BACKGROUND OF THE INVENTION1. Field of the Invention
The invention relates to an aqueous liquid bleaching composition comprising a solid, substantially water insoluble organic peroxy acid, which composition may be used for the treatment of fabrics and hard surfaces.
2. The Prior Art
Suspending agents for solid, substantially water insoluble organic peroxy acids in aqueous media have been reported in a number of patents.

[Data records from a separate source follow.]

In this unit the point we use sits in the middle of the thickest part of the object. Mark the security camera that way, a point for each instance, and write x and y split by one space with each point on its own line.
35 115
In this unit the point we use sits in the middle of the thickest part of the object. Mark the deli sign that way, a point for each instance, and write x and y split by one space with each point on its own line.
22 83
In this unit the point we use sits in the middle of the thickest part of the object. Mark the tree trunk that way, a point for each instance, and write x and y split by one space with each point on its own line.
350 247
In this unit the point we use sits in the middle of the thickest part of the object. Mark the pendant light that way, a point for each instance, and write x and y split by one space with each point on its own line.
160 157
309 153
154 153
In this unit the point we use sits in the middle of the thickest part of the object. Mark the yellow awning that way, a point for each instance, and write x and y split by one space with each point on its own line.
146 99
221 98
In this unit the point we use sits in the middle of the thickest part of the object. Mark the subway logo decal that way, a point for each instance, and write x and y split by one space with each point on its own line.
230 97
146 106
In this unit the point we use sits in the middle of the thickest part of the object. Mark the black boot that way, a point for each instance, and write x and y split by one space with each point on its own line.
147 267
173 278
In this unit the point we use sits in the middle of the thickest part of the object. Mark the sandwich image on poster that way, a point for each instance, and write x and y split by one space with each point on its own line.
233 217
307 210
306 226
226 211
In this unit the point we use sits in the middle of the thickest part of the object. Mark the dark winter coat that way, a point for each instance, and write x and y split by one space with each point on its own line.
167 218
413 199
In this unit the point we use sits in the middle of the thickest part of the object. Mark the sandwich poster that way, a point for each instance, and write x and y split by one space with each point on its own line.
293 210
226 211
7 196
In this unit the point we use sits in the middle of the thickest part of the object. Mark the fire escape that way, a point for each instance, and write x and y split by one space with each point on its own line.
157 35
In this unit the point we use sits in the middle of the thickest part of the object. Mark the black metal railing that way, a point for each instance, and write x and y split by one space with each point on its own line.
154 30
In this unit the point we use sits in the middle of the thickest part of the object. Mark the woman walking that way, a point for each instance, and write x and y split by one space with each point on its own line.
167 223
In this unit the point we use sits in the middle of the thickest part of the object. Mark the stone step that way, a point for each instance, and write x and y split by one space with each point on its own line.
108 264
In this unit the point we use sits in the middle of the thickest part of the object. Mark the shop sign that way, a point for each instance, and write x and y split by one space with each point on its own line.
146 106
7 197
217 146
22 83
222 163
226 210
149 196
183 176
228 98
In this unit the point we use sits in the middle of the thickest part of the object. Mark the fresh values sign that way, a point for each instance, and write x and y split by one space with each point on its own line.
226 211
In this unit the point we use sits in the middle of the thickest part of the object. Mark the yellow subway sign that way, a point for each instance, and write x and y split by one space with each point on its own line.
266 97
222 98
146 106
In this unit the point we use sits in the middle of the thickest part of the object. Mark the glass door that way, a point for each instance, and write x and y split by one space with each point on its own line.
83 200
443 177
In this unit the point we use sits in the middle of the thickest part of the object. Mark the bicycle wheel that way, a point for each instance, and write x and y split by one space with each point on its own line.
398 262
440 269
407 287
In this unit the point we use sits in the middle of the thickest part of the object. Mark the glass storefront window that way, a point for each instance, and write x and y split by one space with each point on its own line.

U.S. Pat. No. 3,996,152 (Edwards et al.) discloses use of non-starch thickening agents such as Carbopol 940® to suspend bleaches such as diperazelaic acid at low pH in aqueous media. Starch thickening agents were found useful in similar systems as reported in U.S. Pat. No. 4,017,412 (Bradley). Thickening agents of the aforementioned types form gel-like systems which upon storage at elevated temperatures exhibit instability problems. When used at higher levels, these thickeners are more stable but now cause difficulties with pourability.
U.S. Pat. No. 4,642,198 (Humphreys et al.) reports a further advance in this technology by the use of surfactants as structurants. A wide variety of detergents including anionics, nonionics and mixtures thereof were reported as effective. Among the nonionics listed were alkoxylated condensation products of alcohols, of alkyl phenols, of fatty acids and of fatty acid amides. According to the examples, there is particularly preferred combinations of sodium alkylbenzene sulfonate and C12 -C15 primary alcohols condensed with 7 moles ethylene oxide.
EP No. 0 176 124 (DeJong et al.) reports similar low pH aqueous suspensions of peroxy carboxylic acids. This art informs that surfactants other than alkylbenzene sulfonate have a detrimental effect upon chemical stability of the peroxy carboxylic acid containing suspensions. Experimental data therein shows a number of well-known detergents causing suspension destabilization. These destabilizing detergents include lauryl sulfate, C15 alkyl ether sulfate, ethoxylated nonyl phenol, ethylene oxide/propylene oxide copolymer and secondary alkane sulfonate.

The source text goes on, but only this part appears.